In [484]:
import pandas as pd
import math
import numpy as np
import statsmodels.formula.api as smf
from statsmodels.stats.stattools import durbin_watson
import datetime
import calendar
from scipy import stats
from matplotlib import pyplot as plt
pd.options.mode.chained_assignment = 'raise'

exclusion_factor = 10
liquidity_variable = "amihud"

In [485]:
def add_month(date): # function that adds one month with the correct year/days.
    if date.month % 12 == 0:
        cur_month = 1
        cur_year = date.year + 1
        cur_day = calendar.monthrange(cur_year, cur_month)
        return datetime.date(cur_year, cur_month, cur_day[1])
    else:
        cur_month = date.month + 1
        cur_day = calendar.monthrange(date.year, cur_month)
        return datetime.date(date.year, cur_month, cur_day[1])

def subtract_year(date):
    prev_year = date.year - 1
    prev_day = calendar.monthrange(prev_year, date.month)
    return datetime.date(prev_year, date.month, prev_day[1])

In [486]:
df = pd.read_csv("market_info_forge_monthly.csv")
df.date = pd.to_datetime(df.date)
df.index = df.date # this line and following ensures we have the date as the index AND as a column
df.date = df.index

In [487]:
start_date = datetime.date(2011,2,28)
date = start_date

d = {}
std_cols = {}

exclusions = 0
# TRYING TO EXCLUDE MONTHS FROM THE ORIGINAL DATASET THAT HAVE COLUMNS WHICH EXHIBIT WEIRD PATTERNS (EXTREME STD)
for i in range(0, 10000):
    #if not date == datetime.date(2011,2,28):
    if not date.year == 2018:
        dfd = df.loc[df["date"] == pd.Timestamp(date)]
        dfd = dfd[["retm", "amihud", "cpqs", "ln_voli", "r100", "r100yr", "stdy"]]

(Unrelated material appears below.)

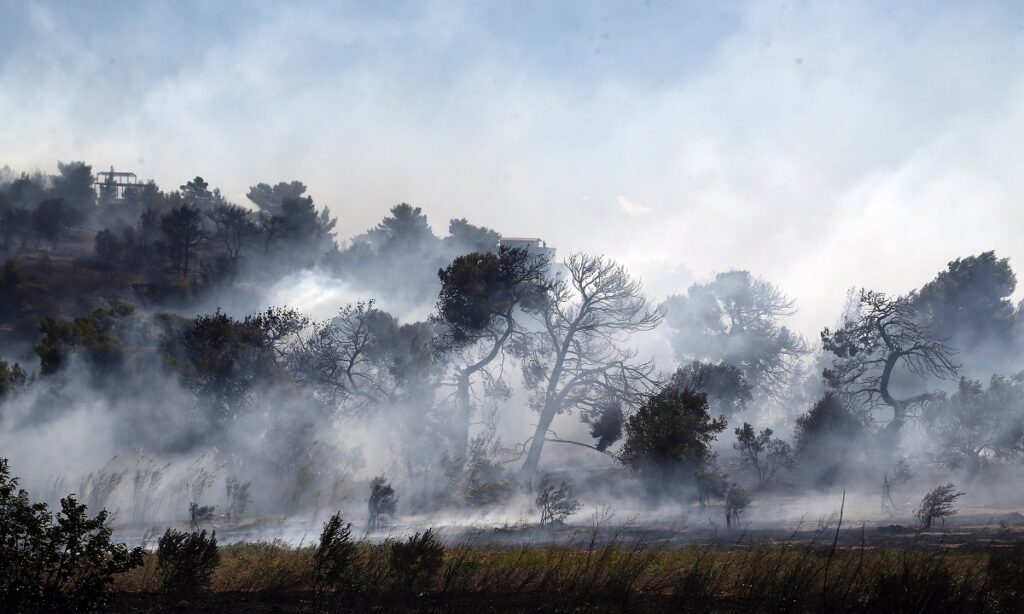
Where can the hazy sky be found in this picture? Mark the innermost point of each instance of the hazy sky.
(820, 144)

        for c in dfd.columns:
            if i == 0:
                std_cols[c] = [np.std(dfd[c])]
            else:
                std_cols[c].append(np.std(dfd[c]))

        date = add_month(date)
    else:
        break

In [488]:
for key, val in std_cols.items():
    std_cols[key] = np.nanmean(std_cols[key])

In [489]:
start_date = datetime.date(2011,2,28)
date = start_date

for i in range(0, 10000):
    #if not date == datetime.date(2011,2,28):
    if not date.year == 2018:
        dfd = df.loc[df["date"] == pd.Timestamp(date)]
        dfd = dfd[["retm", "amihud", "cpqs", "ln_voli", "r100", "r100yr", "stdy"]]
        
        for c in dfd.columns:
            if np.std(dfd[c]) > exclusion_factor * std_cols[c]:
                exclusions += 1
                df.drop(pd.Timestamp(date), inplace=True)
                break
        
        date = add_month(date)
    else:
        break
print(exclusions)

0


In [490]:
start_date = datetime.date(2012,2,28) # Reset the start date so that it begins at the correct date again
date = start_date

regressions = 0
r2tot = 0
dbstat = []

# run cross-sectional OLS regression for each month and save results in a dictionary. 
for i in range(0,10000):
    #if not date == datetime.date(2011,2,28):
    if not date.year == 2018:   
        dft = df.loc[df["date"] == pd.Timestamp(date)] # dependent variable at time t
        dft_1 = df.loc[df["date"] == pd.Timestamp(subtract_year(date))] # independent variables at time t-1
        dfd = pd.merge(dft[["retm", "typeID"]], dft_1[["amihud", "cpqs", "ln_voli", "r100", "r100yr", "stdy", "typeID"]], on = "typeID")

        # Exclude top and bottom 5% of  most and least liquid items, respectively.
        exclude = math.ceil(len(dfd)*0.05)
        dfd = dfd.sort_values(by = [liquidity_variable])
        dfd = dfd.iloc[exclude:-exclude]
        
        if not dfd.empty:
            model = smf.ols('retm ~ ' + liquidity_variable + ' + r100 + r100yr + stdy', data = dfd, missing = "drop").fit()
            
            for j, name in enumerate(model.params.index):
                if i == 1:
                    d[name] = [model.params[j]]
                else:
                    d[name].append(model.params[j])
                
          # dbstat.append(np.mean(model.resid))
            
            regressions += 1
            r2tot += model.rsquared
            
            date = add_month(date)

        else:
            date = add_month(date)
    else:

        break
        

# print("serial correlation stat: {}".format(durbin_watson(dbstat)))

for k in d.keys():
    print("{} \t {} \t {}".format(k[0:5], round(np.mean(d[k]), 4), round(stats.ttest_1samp(d[k], 0)[0], 2)))
print("R2 {}".format(round(r2tot/regressions, 4)))

Inter 	 0.0127 	 1.76
stdy 	 0.0001 	 2.35
r100y 	 -0.0116 	 -1.56
amihu 	 -1147.6697 	 -1.37
r100 	 0.0069 	 0.62
R2 0.2081